Impact of aging on the GABAB receptor-mediated connectome

Abstract

GABA B receptors (GABABRs) are heterodimeric seven-transmembrane receptors that interact with a range of proteins and form large protein complexes on cholesterol-rich membrane microdomains. As the brain ages, membrane cholesterol levels exhibit alterations, although it remains unclear how these changes impact protein-protein interactions and downstream signaling. Herein, we studied the structural bases for the interaction between GABABR and the KCC2 transporter, including their protein expression and distribution, and we compared data between young and aged rat cerebella. Also, we analyzed lipid profiles for both groups, and we used molecular dynamics simulations on three plasma membrane systems with different cholesterol concentrations, to further explore the GABABR-transporter interaction. Based on our results, we report that a significant decrease in GABAB2 subunit expression occurs in the aged rat cerebella. After performing a comparative co-immunoprecipitation analysis, we confirm that GABABR and KCC2 form a protein complex in adult and aged rat cerebella, although their interaction levels are reduced substantially as the cerebellum ages.

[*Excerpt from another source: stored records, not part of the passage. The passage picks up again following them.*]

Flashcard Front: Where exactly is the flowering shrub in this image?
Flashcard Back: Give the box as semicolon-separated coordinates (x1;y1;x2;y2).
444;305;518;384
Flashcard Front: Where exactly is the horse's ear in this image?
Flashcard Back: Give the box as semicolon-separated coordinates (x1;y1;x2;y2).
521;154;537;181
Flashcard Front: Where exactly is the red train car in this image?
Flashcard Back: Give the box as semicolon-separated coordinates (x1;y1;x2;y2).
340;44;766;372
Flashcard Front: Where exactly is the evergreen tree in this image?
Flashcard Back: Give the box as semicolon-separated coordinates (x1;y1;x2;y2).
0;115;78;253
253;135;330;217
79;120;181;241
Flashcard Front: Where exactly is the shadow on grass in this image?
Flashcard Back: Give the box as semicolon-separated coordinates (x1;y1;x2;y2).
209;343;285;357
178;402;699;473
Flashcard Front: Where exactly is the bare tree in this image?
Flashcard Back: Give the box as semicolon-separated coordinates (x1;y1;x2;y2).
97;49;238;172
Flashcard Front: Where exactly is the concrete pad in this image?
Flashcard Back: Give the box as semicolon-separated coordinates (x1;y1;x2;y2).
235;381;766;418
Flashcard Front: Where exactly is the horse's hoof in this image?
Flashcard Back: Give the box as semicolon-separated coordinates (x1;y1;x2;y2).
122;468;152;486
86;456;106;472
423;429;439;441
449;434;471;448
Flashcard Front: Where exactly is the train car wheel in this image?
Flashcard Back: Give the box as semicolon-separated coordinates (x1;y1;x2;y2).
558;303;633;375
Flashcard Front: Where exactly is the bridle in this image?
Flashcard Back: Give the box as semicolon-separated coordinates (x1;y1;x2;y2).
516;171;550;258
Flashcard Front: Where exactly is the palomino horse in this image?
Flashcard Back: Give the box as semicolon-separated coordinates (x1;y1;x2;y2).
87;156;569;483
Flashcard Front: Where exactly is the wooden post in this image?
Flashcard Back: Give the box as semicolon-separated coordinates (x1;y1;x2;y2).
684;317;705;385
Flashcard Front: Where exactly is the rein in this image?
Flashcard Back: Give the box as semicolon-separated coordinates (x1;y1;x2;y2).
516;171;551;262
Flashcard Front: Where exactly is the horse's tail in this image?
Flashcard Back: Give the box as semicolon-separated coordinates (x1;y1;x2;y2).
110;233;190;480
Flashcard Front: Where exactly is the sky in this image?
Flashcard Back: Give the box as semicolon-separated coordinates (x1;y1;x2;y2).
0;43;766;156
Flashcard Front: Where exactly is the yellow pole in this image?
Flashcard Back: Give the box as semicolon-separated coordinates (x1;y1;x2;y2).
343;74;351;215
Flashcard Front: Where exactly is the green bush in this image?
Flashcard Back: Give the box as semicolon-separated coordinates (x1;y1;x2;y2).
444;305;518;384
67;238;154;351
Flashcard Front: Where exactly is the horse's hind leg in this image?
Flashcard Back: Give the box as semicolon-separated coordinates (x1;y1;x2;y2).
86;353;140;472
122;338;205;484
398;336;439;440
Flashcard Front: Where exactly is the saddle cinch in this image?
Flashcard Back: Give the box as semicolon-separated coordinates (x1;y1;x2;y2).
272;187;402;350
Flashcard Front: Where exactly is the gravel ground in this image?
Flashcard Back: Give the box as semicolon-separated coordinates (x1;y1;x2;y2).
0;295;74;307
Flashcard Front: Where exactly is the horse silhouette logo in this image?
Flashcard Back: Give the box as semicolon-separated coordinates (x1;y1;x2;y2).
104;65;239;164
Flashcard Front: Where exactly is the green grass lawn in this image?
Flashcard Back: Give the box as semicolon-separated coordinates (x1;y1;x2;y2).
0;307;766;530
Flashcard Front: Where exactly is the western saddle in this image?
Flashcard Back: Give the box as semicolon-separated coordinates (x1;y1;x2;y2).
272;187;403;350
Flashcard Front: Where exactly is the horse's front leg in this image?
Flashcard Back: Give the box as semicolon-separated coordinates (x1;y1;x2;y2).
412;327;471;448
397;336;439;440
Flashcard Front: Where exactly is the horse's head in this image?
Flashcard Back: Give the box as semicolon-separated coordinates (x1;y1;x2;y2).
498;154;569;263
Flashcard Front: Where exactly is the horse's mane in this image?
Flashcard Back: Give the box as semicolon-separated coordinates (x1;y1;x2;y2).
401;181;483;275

On the other hand, our lipid analyses reveal a significant increase in cholesterol and sphingomyelin levels of the aged cerebella. Finally, we used the Martini coarse-grained model to conduct molecular dynamics simulations, from which we observed that membrane cholesterol concentrations can dictate whether the GABABR tail domains physically establish G protein-independent contacts with a transporter, and the timing when those associations eventually occur. Taken together, our findings illustrate how age-related alterations in membrane cholesterol levels affect protein-protein interactions, and how they could play a crucial role in regulating GABABR´s interactome-mediated signaling.